The present invention relates to a hydraulic circuit, such as a hydraulic circuit for a vehicle.
Known vehicle hydraulic systems have both low and high pressure devices or circuits. For example, a known production tractor includes an infinitely variable transmission (IVT) which includes an electro-hydraulic hydrostatic drive unit and a hydro-mechanical transmission. The electro-hydraulic hydrostatic drive unit requires a supply of high pressure hydraulic fluid for operation of a yoke which controls a variable displacement unit, whereas the hydro-mechanical transmission requires only lower supply pressure to operate its transmission control clutches.
In a vehicle hydraulic system, overall system flow requirements are typically dictated by pump sizing at low engine speed, which then results in higher flows and more power loss at higher engine speeds. In this known production system a single high pressure gear pump supplies hydraulic fluid to both these high and low pressure hydraulic components. This single pump must be sized so that it can supply sufficient amounts of hydraulic fluid at low idle engine speeds.

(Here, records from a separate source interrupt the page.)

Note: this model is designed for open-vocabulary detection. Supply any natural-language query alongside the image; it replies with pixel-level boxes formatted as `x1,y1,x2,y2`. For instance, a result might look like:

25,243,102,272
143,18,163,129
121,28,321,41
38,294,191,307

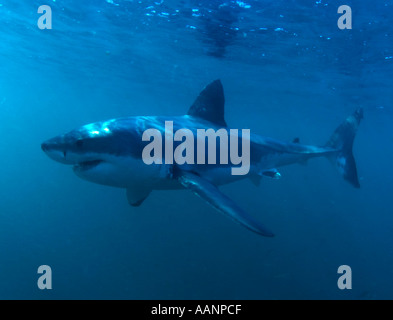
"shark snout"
41,141,50,152
41,137,73,164
41,139,58,154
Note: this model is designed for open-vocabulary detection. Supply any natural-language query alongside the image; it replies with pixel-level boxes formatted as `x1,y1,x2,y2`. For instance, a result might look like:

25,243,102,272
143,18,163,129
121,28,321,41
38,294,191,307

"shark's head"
41,119,146,187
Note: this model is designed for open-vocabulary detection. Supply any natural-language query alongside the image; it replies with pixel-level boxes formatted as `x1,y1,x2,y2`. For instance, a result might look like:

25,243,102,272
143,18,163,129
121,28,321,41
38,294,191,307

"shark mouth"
74,160,104,171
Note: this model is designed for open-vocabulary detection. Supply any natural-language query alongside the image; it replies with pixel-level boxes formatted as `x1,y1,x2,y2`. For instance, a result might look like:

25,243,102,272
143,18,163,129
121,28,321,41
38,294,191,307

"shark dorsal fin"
187,80,227,127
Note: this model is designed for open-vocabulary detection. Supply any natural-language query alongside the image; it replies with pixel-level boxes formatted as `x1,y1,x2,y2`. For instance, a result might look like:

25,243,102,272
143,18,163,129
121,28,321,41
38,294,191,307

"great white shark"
41,80,363,237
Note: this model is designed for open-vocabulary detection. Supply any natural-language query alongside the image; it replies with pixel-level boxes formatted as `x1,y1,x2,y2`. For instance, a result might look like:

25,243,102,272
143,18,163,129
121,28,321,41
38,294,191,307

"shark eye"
76,139,84,148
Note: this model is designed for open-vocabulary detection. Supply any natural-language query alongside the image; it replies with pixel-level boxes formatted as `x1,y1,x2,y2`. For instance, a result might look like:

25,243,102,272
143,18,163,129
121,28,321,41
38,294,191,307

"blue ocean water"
0,0,392,300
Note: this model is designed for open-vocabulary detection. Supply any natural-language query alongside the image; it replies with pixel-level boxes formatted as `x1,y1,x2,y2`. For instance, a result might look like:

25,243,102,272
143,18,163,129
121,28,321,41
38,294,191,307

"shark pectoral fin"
177,171,274,237
126,185,152,207
249,174,262,187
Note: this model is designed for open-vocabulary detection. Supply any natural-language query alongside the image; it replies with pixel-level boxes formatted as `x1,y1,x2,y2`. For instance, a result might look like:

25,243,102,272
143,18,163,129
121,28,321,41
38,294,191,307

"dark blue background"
0,0,392,299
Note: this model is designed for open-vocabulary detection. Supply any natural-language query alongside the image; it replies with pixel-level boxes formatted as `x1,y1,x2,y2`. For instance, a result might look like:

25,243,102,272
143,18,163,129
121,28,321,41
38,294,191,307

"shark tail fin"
325,108,363,188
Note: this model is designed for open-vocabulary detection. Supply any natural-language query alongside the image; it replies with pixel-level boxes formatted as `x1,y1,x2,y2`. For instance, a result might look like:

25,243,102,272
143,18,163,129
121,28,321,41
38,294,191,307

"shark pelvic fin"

However, as a result, at high engine speeds it will supply more hydraulic fluid than is required, producing surplus hydraulic fluid flow and wasting engine power.
Conventional vehicle hydraulic systems have parasitic losses which reduce available hydraulic power. Certain systems use a variable displacement pump to reduce flow as engine speed increases. Other systems use positive displacement gear pumps. But, as engine speed increases, so does hydraulic flow and ultimately, power losses.